Zestien stuks bij vijf overwegend korte delen! Dat zijn veel, rijkelijk veel aanvullingen. Los van het feit dat de religieuze en literaire ontleningen een spannende symbolische lading hebben, is het wel dringen geblazen. De minst interessante teksten wórden dan ook verdrongen. Een treffend voorbeeld van overkill.


Het tweede en kortste deel (één gedicht) dankt haar naam, ‘Een eiland verzonken’, aan twee regels van Tip Marugg (1923-2006). Deze Antilliaanse schrijver (die ondanks vertalingen in het Engels en Russisch, het verschijnen van een overzicht van zijn werk -waar Broek aan meewerkte- en het binnenhalen van een prestigieuze nominatie nog steeds niet voldoende op waarde wordt geschat) schreef in het Papiaments: “un isla qu tabat’ey / cosnan qu por tabata”.


Je gleed geruisloos langs de cactuszuilen de nacht in.
Naalden scheurden flarden uit ons leven, die terstond
verdroogden in de zilte wind. Verpulverd tot poeder
verwaaiden de herinneringen door de mondi, achter je
aan naar zee, over het korzelige diabaas op de kust,
waar ik heldhaftig de wacht hield en jij mij toch genadeloos
ontglipte. Maar ons gedeelde verleden zou mij niet
ontsnappen! Naar zee. Smalend schoot het ontzielde stof
langs m’n lijf en m’n woest malende handen, schuurde
sarrend over m’n oogleden. En ja! Ja! De tranen verraadden
dat niet alle verstreken belevingen over de kolkende golven
van de noordkust in het schuim verdwenen.
Even nog niet.

Dan, rap druppelend, vlieden ze toch en laten me alleen
nog een onzichtbare horizon, die ik pas in de ochtend
-wanneer de passaat slechts zout aandraagt- zal opsnuiven.
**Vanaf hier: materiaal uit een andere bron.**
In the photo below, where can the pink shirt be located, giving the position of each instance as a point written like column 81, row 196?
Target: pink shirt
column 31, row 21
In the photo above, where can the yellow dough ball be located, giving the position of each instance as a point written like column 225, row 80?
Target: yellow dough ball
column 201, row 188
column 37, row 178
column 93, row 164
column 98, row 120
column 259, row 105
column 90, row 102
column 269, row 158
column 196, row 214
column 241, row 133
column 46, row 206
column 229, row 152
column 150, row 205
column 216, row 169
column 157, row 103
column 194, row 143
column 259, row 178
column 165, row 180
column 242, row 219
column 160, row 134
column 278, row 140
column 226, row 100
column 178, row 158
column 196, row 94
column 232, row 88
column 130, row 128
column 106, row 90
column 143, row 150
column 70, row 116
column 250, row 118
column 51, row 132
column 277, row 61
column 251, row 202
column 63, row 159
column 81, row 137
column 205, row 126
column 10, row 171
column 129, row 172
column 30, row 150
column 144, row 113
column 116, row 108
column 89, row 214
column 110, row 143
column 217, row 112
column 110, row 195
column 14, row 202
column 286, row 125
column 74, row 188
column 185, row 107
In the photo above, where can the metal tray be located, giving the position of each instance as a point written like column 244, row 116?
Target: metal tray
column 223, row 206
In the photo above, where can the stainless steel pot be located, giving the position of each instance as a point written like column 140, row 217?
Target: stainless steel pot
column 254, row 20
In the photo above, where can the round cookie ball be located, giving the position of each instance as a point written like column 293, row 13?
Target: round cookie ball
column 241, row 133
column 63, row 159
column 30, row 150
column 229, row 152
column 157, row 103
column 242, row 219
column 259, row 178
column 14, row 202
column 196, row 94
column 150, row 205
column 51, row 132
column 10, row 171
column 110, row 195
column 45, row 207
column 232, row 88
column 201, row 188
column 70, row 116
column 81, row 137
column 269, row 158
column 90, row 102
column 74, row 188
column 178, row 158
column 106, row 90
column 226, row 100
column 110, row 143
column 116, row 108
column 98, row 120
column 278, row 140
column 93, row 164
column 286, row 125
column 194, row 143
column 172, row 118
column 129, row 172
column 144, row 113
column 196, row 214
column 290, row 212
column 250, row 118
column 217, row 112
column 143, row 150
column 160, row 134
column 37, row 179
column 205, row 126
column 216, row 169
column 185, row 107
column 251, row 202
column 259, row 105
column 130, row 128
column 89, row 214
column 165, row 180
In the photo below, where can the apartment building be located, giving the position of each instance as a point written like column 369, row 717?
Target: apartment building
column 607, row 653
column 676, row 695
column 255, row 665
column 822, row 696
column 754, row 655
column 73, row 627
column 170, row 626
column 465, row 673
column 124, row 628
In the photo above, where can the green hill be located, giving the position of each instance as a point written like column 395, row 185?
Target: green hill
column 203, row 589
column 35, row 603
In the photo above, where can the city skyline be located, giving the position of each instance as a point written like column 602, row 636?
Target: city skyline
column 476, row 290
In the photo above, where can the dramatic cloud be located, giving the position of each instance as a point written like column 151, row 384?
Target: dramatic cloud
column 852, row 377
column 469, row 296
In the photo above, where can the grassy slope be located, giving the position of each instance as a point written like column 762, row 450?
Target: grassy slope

Dit afscheidsgedicht bevat de mooiste regel van de hele bundel. Ik bedoel de eerste. Wie anders zou met zo’n prikkelend beeldende zin op de proppen kunnen komen?
Enerzijds is er de fysieke verwijdering, die stapsgewijs groter wordt, anderzijds haakt het eiland zich dankzij de trefwoorden (die overigens álle vijf afdelingen bijeen houden) toch blijvend vast en overbrugt het daarbij de witregel van de scheiding.
In de aantekeningen achterin wordt uitgelegd dat met ‘mondi’ het droge landschap van de Benedenwindse eilanden wordt bedoeld. ‘Diabaas’ moest ik elders opzoeken, het duidt op een bepaalde soort stollingsgesteente. Broek maakt dankbaar gebruik van dit op een dienblad aangedragen motief: beweging en verstening, vuur en basalt, vluchtig en eeuwig…tegenstellingen kortom waarbij het tweede element uit het eerste voortkomt. Goed gevonden. De zwakke personificaties als ‘smalend’ en ‘sarrend’ doen daar dan helaas afbreuk aan. Hoe stel je je namelijk ontzield stof voor dat eerst smaalt en daarna ook nog eens sart? En Broek zal daarnaast wel bedoelen dat stof zijn oogleden schuurt (niet óver zijn oogleden schuurt).





De derde en langste afdeling, ‘De kus’, staat met haar zeven teksten niet toevallig precies in het midden. Ervoor staan immers vijf teksten en erna ook. Naast het citaat van Horatius, dat de sleutel tot een gedeeltelijk inzicht aanreikt, koos Broek enkele regels uit de Bijbel, in beide gevallen Samuël 1,26! Het eerste is uit de Statenvertaling gelicht en te mooi om niet over te nemen, het tweede komt uit de Nieuwe Bijbelvertaling.

“Ik ben benauwd om uwentwil, mijn broeder Jónathan! Gij waart mij zeer liefelijk; uw liefde was mij wonderlijker dan liefde der vrouwen.”

“Het verdriet verstikt me, Jonathan, je was mijn broeder, en mijn beste vriend. Jouw liefde was mij dierbaar, meer dan die van vrouwen.”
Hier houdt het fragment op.